«Il mio caso è identico a quello della Boccia. Mi era stato detto di occuparmi della mostra sul futurismo ma dopo un anno e mezzo mi hanno comunicato che dovevo fare un passo indietro perché erano arrivate voci irriguardose al ministero nei miei riguardi e che non avevo avuto alcun incarico formale».
Lo dice a Report il critico d’arte Alberto Dambruoso in una clip che anticipa un servizio della trasmissione condotta Sigfrido Ranucci che andrà in onda domenica su Rai3.
«La mia situazione non è molto dissimile da quella che poi è successa alla signorina Boccia», premette il critico che alla domanda ironica («Anche lei aveva una relazione con Sangiuliano?») del giornalista Giorgio Mottola precisa: «Beh, no. Io no, ecco. A scanso di equivoci nessun tipo di relazione con il ministro. Però certamente ho ricevuto anche io un incarico che di fatto non è stato poi, come dire, formalizzato. Nel senso che io non ho avuto il contratto».

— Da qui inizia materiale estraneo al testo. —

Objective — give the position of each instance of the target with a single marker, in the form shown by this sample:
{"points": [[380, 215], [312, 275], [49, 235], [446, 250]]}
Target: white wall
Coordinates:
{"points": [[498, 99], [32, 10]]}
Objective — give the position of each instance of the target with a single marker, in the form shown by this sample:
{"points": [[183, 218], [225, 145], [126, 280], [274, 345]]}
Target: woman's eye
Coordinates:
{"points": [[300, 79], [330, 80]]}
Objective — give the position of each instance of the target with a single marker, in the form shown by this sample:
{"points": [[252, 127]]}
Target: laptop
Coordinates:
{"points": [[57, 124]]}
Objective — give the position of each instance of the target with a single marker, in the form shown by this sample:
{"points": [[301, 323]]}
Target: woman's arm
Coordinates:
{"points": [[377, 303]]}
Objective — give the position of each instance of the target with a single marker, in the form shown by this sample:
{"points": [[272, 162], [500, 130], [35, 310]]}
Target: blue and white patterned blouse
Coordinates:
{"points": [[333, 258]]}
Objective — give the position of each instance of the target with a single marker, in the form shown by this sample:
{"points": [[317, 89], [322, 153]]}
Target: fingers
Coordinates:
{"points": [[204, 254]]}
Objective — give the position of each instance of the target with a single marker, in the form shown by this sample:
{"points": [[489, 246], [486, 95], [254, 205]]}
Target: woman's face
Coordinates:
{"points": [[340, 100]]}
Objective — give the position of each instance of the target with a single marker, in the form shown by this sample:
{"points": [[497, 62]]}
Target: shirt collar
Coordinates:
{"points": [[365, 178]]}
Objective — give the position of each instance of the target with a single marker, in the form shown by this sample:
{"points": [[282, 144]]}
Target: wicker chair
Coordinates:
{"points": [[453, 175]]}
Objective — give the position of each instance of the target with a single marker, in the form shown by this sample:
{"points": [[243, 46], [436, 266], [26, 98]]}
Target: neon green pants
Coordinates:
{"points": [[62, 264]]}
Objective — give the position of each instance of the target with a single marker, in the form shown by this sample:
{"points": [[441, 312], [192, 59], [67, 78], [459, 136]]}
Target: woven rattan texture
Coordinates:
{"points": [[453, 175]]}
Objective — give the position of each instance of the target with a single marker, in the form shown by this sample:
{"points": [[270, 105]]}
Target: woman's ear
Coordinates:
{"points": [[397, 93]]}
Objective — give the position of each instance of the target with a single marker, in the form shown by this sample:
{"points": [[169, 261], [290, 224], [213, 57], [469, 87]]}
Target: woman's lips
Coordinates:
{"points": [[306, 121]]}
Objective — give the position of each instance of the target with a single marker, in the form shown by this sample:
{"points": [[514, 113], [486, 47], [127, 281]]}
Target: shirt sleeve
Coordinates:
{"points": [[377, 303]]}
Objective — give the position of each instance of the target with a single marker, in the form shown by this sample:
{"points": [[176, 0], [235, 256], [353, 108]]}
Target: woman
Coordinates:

Alberto Dambruoso – ricorda poi la voce fuori campo di Mottola – «insegna storia dell’arte all’Accademia delle belle arti di Frosinone. Sangiuliano gli affida la co-curatela della mostra sul futurismo, anche se fino a quel momento non ha mai avuto rapporti con lui. Tutto nasce da un articolo pubblicato sul Tempo, giornale di destra, di proprietà della famiglia Angelucci. La scintilla è questa recensione che il giornalista e critico d’arte Gabriele Simongini scrive sull’ultimo libro di Dambruoso che ha come tema il futurista Umberto Boccioni».
Di qui la domanda del giornalista: «Lei chiede una recensione sul Tempo anche per questo, perché sa che è giornale di area? «Ma certamente che ci sia anche una questione legata a un giornale di orientamento di destra. Questo sicuramente avrebbe potuto probabilmente facilitare un contatto tra Simongini e il ministro, cosa che effettivamente è avvenuta» risponde Dambruoso.
Poi Mottola riprende la sua ricostruzione: costi e scelte artistiche non vanno giù a Sangiuliano. Il ministro nomina quindi un comitato organizzatore: ne fanno parte il direttore dei musei Massimo Osanna, la direttrice della galleria nazionale Cristina Mazzantini e il presidente del Maxxi Alessandro Giuli. Il comitato organizzatore di fatto commissaria curatore e co-curatore. «Viene praticato un taglio drastico di oltre 300 opere, quindi si passa – risponde Dambruoso – da 650 opere a 350 opere» e la decisione sulle opere da tagliare «viene presa sostanzialmente appunto dal comitato organizzatore».
Poi Mottola commenta: «Doveva essere il più grande evento culturale del governo Meloni, si è rivelata finora un pasticciaccio infarcito di gaffe, conflitti di interesse e piccoli scandali».